"Al momento le autorità sanitarie statunitensi non sono in grado di spiegare l'epidemia di malattie polmonari che si sta verificando. Ma nella maggior parte dei casi i consumatori interrogati hanno riferito di aver caricato le sigarette elettroniche con liquidi contenenti THC, il principio attivo della marijuana".
Lo ha spiegato in una nota Fabio Beatrice, direttore ORL e Centro Antifumo Ospedale San Giovanni Bosco di Torino, che aggiunge: "Un uso improprio di un device elettronico con l'inalazione di sostanze stupefacenti o di altra pericolosa natura espone ovviamente a gravi rischi per la salute legati alla natura stessa delle sostanze e non della modalità con cui vengono inalate".

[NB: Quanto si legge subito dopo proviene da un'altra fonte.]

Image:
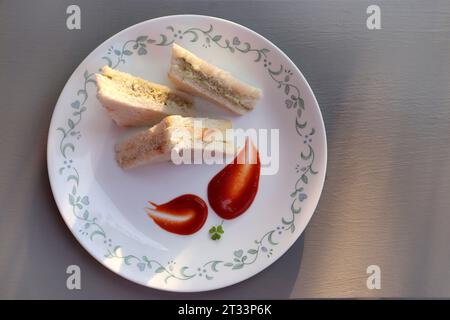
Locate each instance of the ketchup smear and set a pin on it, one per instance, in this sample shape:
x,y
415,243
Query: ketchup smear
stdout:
x,y
183,215
232,190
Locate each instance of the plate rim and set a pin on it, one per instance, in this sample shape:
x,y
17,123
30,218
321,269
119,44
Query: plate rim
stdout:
x,y
320,183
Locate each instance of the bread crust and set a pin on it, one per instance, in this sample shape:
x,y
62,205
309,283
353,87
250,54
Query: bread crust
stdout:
x,y
249,94
128,110
156,143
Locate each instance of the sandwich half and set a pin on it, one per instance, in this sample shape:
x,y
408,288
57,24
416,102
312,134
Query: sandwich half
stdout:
x,y
175,135
132,101
194,75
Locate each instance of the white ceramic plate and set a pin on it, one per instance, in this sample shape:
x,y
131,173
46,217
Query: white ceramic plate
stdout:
x,y
103,205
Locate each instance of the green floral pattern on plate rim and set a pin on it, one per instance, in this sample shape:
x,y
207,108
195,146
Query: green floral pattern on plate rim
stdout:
x,y
239,258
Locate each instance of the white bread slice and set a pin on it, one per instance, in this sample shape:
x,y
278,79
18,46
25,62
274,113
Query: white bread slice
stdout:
x,y
174,132
196,76
132,101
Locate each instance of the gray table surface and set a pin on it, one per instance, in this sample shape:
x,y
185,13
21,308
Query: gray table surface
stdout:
x,y
385,99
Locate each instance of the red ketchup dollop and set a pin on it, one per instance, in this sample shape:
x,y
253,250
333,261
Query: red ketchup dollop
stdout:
x,y
232,190
183,215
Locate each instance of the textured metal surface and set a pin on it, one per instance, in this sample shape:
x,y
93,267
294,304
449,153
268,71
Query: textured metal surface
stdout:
x,y
385,99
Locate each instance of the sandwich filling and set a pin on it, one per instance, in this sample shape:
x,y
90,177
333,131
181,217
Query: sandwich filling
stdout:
x,y
211,84
140,88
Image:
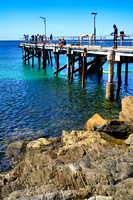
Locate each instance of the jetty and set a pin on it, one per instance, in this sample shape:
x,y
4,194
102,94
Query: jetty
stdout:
x,y
78,49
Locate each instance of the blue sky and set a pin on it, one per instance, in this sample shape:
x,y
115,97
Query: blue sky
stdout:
x,y
64,18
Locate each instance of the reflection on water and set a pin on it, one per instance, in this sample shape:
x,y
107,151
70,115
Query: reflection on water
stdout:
x,y
35,104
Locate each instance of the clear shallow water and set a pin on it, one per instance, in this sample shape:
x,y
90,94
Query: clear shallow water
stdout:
x,y
34,104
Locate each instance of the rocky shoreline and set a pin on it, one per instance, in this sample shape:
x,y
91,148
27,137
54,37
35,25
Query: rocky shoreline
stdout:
x,y
94,164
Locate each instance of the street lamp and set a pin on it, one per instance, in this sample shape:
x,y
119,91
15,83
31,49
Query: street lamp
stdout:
x,y
44,24
94,27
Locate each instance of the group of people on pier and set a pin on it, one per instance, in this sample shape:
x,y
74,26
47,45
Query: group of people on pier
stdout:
x,y
39,39
35,39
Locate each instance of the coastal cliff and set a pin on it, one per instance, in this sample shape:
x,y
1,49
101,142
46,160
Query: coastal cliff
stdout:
x,y
88,164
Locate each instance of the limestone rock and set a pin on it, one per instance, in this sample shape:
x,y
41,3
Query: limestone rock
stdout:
x,y
129,141
96,120
127,111
114,127
16,151
76,170
100,198
37,144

Numeri quadruplicati nelle ultime settimane, con 215 casi "possibili" in 25 stati e un decesso in Illinois che ha contribuito al panico tra le autorità sanitarie locali. Il Dipartimento della salute della città di Milwaukee infatti mercoledì scorso ha diffuso un comunicato di allarme relativamente a 16 persone ricoverate per aver sviluppato una polmonite chimica dopo aver utilizzato dispositivi per il fumo elettronico, per una delle quali non vi è stato nulla da fare.

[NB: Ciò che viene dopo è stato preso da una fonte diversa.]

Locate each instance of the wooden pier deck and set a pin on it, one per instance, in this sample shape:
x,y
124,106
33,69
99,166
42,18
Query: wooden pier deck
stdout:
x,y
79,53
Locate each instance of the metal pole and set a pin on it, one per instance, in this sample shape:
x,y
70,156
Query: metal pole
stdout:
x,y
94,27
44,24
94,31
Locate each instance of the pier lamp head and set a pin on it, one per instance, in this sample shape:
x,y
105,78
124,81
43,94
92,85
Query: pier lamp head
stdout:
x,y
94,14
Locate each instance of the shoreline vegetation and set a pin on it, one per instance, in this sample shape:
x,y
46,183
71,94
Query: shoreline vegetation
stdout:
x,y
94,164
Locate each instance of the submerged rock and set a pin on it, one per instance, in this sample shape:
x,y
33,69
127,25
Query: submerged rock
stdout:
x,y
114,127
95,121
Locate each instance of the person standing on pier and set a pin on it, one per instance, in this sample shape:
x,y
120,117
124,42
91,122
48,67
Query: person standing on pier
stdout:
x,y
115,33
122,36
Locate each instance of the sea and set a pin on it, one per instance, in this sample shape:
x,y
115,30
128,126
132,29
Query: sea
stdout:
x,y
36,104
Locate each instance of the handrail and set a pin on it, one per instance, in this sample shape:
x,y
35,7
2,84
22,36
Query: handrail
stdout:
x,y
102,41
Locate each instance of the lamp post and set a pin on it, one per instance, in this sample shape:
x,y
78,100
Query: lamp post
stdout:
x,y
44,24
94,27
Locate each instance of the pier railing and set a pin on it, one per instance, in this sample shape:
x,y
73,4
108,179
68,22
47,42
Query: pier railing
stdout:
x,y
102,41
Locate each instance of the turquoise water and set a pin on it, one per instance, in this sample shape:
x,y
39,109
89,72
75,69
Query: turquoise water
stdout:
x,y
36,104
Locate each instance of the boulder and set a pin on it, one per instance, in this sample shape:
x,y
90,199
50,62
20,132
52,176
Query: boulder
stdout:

Quello che è stato poco adeguatamente sottolineato, secondo Beatrice, è che il liquido usato per lo svapo non era un semplice aroma con o senza nicotina, ma che i dispositivi erano stati caricati con olii a base di marjiuana, estratti o concentrati. Questo dato fa una enorme differenza e sposta l'allarme non sul fumo elettronico in se ma sui prodotti di consumo. Infatti non vi è alcuno dei 16 malcapitati che abbia sviluppato la polmonite a seguito dell'uso di liquidi legali, controllati e disponibili sul mercato.
La maggior parte dei pazienti si è rivolta ai Pronto Soccorso riferendo difficoltà di respirazione e dolore al petto. È diffusa infatti l'abitudine degli svapatori a creare da sè le miscele da inserire nel dispositivo elettronico, spesso a partire da materie prime alimentari e non solo. Una modalità di consumo che prevede anche l'uso di sostanze a base di THC, cannabinoidi di cui non è possibile determinare l'origine, la purezza nè tantomeno la concentrazione. Il problema, secondo l'esperto, non sarebbe quindi il dispositivo ma l'uso che se ne fa.
"Quella che hanno contratto i 16 cittadini statunitensi - si legge nella nota - è probabilmente una cosiddetta polmonite "chimica", un'infiammazione dei polmoni che segue all'inalazione di sostanze chimiche come gas inalati sul luogo di lavoro, pesticidi e fertilizzanti per l'agricoltura diffusi nell'aria dei campi ma può essere causata anche dall'inalazione del fumo scaturito dalla prossimità di un incendio.
E, per la proprietà transitiva, anche per qualsiasi sostanza non controllata come additivi, alimenti, aromi o stupefacenti diluiti e poi inseriti nella sigaretta elettronica per cercare nuovi sapori o sballo. Non è molto diverso da quello che avviene nei fumatori di crack, solo che i dati epidemiologici sul consumo di sostanze illegali non arrivano all'attenzione dei pronto soccorso se non in casi gravissimi". Al momento la maggior parte dei casi sembrano simili ma i Center for Control of Disease (CDC) procedono con cautela e si riservano di verificare se si tratti o meno della stessa sindrome.
Ciò che ha destato allarme è il fatto che la diffusione dei casi sia stata improvvisa e con una rapida escalation, con i primi pazienti registrati il 28 giugno in Wisconsin e Illinois. "Non ci sono segnalazioni di polmoniti o problemi di tossicità nei soggetti che utilizzano aromi e liquidi con nicotina del mercato legale. Si tratta infatti di prodotti soggetti ad una severa legislazione, creati in laboratori caratterizzati dalle più restrittive norme di Good Manufactoring Practice e soggetti a controlli di qualità", dichiara Massimiliano Mancini, Ceo di FlavourArt, azienda made in Italy leader nella produzione di liquidi per la sigaretta elettronica.